There was no discussion during the video of the second accuser because at the time law enforcement were not aware of a second victim. As to the accusations, Wager said in the video that M.H. must’ve felt like Wager was “being too friendly with him.”

“What do you mean?” Detective Benfield asked Wager.

“I’d rather not go into that,” Wager responded in the video.

Wager also said M.H. was very affectionate with him and that he felt like a father to the boy. Wager said he was emotionally involved with the boy.

Wager told the investigators he felt rejected when M.H. and his father moved away.

When the accuser went to Wager’s Charlotte home in 2012, Wager said he believes M.H. overreacted.

“He mistook my affection,” Wager told the investigators.

Wager apologized to M.H. for the abuse, officials have said. Wager explained in the video he apologized to his accuser to say he was sorry for whatever it was M.H. believed had been done to him.

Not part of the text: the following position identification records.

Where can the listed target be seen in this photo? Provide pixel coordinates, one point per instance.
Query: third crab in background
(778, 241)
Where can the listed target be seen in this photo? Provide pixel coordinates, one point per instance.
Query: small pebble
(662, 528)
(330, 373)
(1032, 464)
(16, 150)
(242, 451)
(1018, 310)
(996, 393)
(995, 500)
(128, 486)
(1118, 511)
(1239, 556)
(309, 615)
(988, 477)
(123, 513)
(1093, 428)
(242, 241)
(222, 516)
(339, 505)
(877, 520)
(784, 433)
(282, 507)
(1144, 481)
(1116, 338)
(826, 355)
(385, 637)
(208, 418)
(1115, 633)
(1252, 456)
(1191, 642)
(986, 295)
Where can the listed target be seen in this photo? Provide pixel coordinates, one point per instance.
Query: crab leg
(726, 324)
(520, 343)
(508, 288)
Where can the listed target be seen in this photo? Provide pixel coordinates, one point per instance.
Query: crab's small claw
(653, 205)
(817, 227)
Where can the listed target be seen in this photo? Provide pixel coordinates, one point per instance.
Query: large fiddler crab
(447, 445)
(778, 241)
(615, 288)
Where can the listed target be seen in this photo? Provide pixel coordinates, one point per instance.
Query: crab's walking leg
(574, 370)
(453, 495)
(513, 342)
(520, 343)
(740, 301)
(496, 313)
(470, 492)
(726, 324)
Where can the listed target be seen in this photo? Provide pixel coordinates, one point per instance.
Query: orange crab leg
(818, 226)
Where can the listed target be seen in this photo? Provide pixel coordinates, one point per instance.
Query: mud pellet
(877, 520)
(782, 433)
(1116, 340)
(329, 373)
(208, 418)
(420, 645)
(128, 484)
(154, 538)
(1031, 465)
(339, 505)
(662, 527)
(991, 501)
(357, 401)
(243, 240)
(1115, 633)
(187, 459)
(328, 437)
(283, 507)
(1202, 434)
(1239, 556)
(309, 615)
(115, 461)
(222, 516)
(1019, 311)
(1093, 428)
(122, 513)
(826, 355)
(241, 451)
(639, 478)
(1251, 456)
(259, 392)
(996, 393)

“He said he thought that I was sexually aggressive toward him. I said ‘I’m sorry you felt that way,’ ” Wager said on the tape.

White also asked to sequester witnesses until just before they are called to testify and the judge allowed it. The Concord attorney also requested the victims not be referred to as such. Butler said it was his practice to refer to them as “alleged” victims and he said he’d try his best to refer to them that way during trial.

White also made a motion to exclude television cameras in the courtroom. Judge Spainhour said he would absolutely not allow video cameras of any kind, but did agree to still photography, until Butler asked that the victims not be photographed.

Spainhour then banned all cameras. The judge confirmed there will be no recording devices of any kind allowed in court during trial.

Wager has been under electronic house arrest since he posted bond in August 2012.